Thursday, August 2, 2007

old age

Attitudes Toward the Old

Strands of veneration for and antagonism toward the aged coexisted in all early modern societies. The extreme views represented by these strands were in constant dialectical tension, underpinning the complex set of social relations that characterized individual older people's relationships within their communities. Historians have moved away from the sense that there is any grand narrative of either rising or declining status for the elderly and have instead highlighted the great heterogeneity and complexity of attitudes toward aging and the aged.

Older individuals often played highly valued roles. The Spanish proverb "The oldster who cannot predict is not worth a sardine" reflects the common perception that an older person's worldly experience was a valuable community resource. Similarly, many different kinds of sources, from diaries to law cases, demonstrate a pervasive reliance on the memory of older individuals as a source of history and custom, a tradition that persisted despite the ever-growing availability and importance of print to record public and private memories.

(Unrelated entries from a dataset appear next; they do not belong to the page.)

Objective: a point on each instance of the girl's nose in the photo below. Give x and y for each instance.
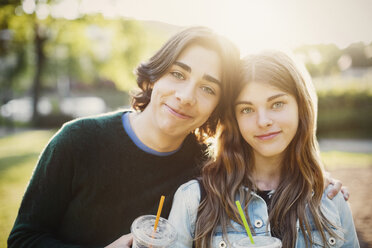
(263, 119)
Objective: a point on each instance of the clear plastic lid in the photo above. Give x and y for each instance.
(259, 241)
(143, 231)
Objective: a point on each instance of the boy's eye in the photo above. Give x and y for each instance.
(208, 90)
(247, 110)
(177, 74)
(278, 105)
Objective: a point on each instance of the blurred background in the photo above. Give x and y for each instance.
(63, 59)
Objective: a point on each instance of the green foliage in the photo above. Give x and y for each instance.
(320, 59)
(18, 158)
(346, 114)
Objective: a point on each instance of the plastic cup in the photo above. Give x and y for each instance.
(144, 236)
(259, 241)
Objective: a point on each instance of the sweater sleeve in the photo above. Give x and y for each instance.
(47, 196)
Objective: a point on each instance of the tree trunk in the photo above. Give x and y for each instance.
(40, 59)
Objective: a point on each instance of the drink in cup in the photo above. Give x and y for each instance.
(144, 235)
(259, 242)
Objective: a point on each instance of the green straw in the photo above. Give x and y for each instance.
(244, 221)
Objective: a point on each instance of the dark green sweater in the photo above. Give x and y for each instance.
(92, 181)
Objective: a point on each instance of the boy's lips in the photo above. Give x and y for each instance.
(177, 112)
(268, 136)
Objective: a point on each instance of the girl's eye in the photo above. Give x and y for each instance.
(177, 75)
(278, 105)
(247, 110)
(208, 90)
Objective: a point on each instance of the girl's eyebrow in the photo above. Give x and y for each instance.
(268, 99)
(275, 96)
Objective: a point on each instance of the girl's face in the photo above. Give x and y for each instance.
(267, 118)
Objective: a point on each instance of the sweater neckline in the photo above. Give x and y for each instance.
(132, 135)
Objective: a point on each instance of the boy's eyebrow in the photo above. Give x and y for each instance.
(268, 99)
(205, 77)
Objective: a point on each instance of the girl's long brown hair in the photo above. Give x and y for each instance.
(300, 190)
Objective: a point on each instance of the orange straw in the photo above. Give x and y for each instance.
(159, 211)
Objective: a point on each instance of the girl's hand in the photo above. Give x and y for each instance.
(336, 187)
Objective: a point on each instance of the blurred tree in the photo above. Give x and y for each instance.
(39, 50)
(320, 59)
(359, 54)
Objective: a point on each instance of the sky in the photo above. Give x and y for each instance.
(251, 24)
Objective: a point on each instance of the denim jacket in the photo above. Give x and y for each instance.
(186, 202)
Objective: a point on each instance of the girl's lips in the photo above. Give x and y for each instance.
(177, 113)
(268, 136)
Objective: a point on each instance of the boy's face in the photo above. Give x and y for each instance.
(186, 95)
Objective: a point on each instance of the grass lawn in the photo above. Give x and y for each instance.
(19, 153)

Attitudes toward old women varied. The image of the wise old woman and the nurturing elderly mother or grandmother played a role in literature, but representations of older women, especially widows, were more often negative, or even vicious. Images in cheap print stereotyped old women as witches, and literature frequently represented old women as lascivious fools, querulous gossips, or shrill scolds. While recent studies have deepened our understanding of the image of the witch as an old woman, the image of the witch as an old hag demonstrates the ways misogyny and antagonism toward the aged could interact in this period.